I think small towns might be even easier to find deals in! I have a tough time in Las Vegas because all we have is all the big chain stores, which are less likely to work with you than little independent places that are more commonly found in smaller towns. 




saraj2878 said:


> We will be getting a Black Russian Terrier puppy in a few months. He will weight between 120-140 pounds when full grown. I am worried that feeding him raw may be like feeding a horse.


Raw feeding is generally cheaper than feeding premium kibbles, so, big dog or small, you'd save money on raw. I was spending over $90/month feeding premium kibbles to just TWO dogs, and now I spend about $70 to raw feed a boxer, a corgi, and a cocker spaniel. And that's if nothing is on sale, and I don't find any deals. (i generally only buy sale meats, so I doubt i've ever spent even close to that.)




saraj2878 said:


> Would it be possible to feed both kibble and raw? Like give a meal of kibble in the morning and do raw for dinner? Or mainly feed a high quality kibble and do some raw treats?


While I do think that some raw is better than no raw, I can testify that you don't see the true benefits of a raw diet without cutting commercial kibble entirely. I used to feed ground venison mixed with innova to my corgi, and I thought he was doing well, but when I took kibble out entirely, and went 100% raw... oh man, he's the definition of perfect canine health. 
If you want the benefits of raw (breath, coat, skin, poop, energy, etc) the only way to get them is an exclusive raw diet. 



saraj2878 said:


> I feel that maybe if I ease my hubby into this he will be more apt to maybe going totally raw down the road...LOL....:biggrin:
> If it were me, and money wasn't a problem, I would start raw tomorrow morning. :smile:


I know some people warm up to the idea by first getting comfortable with pre made raw like nature's variety. They're super expensive, not that great, and i personally wouldn't waste my time on it, but it could be a stepping stone.


----------



## luvMyBRT (Mar 8, 2010)

Thank you for your input!
I can totally see the benefits of going totally raw, I just need to "ease" the hubby into it. Coming from a non dog lover family it can take a while, though I must say I have rubbed off on him some! :biggrin:

What of this idea-start off by feeding kibble like we normally do. When shopping if I see some chicken on sale (whole, quarters, legs?)get some. Substitute one of the dogs meal, maybe dinner, for some chicken. Then over time maybe have a day where they only eat raw. Then just continue and slowly phase out kibble, and at the same time get the hubby used to the idea.
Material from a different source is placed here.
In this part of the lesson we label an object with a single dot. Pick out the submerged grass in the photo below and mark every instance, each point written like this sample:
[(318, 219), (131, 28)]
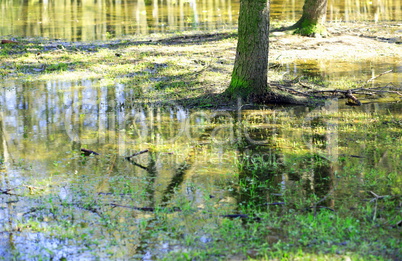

I know I won't see the total benefits of not going completely raw, but atleast it would be a stepping stone to be completely raw one day. And I really want to get to that point...atleast it would help with keeping their teeth cleaner!

When shopping what is the best chicken parts to get? Whole and then I can cut it in half or whatever size I need? Legs? Should I get organs too?
What should I stay away from?


----------



## CorgiPaws (Mar 31, 2009)

saraj2878 said:


> Thank you for your input!
> I can totally see the benefits of going totally raw, I just need to "ease" the hubby into it. Coming from a non dog lover family it can take a while, though I must say I have rubbed off on him some! :biggrin:


That's great that you're rubbing off! Ironicly, it's MY family that dislikes animals, and I'm the animal lover, and it's Jon's family that loves dogs, and he was the one totally weirded out by raw. 



saraj2878 said:


> What of this idea-start off by feeding kibble like we normally do. When shopping if I see some chicken on sale (whole, quarters, legs?)get some. Substitute one of the dogs meal, maybe dinner, for some chicken. Then over time maybe have a day where they only eat raw. Then just continue and slowly phase out kibble, and at the same time get the hubby used to the idea.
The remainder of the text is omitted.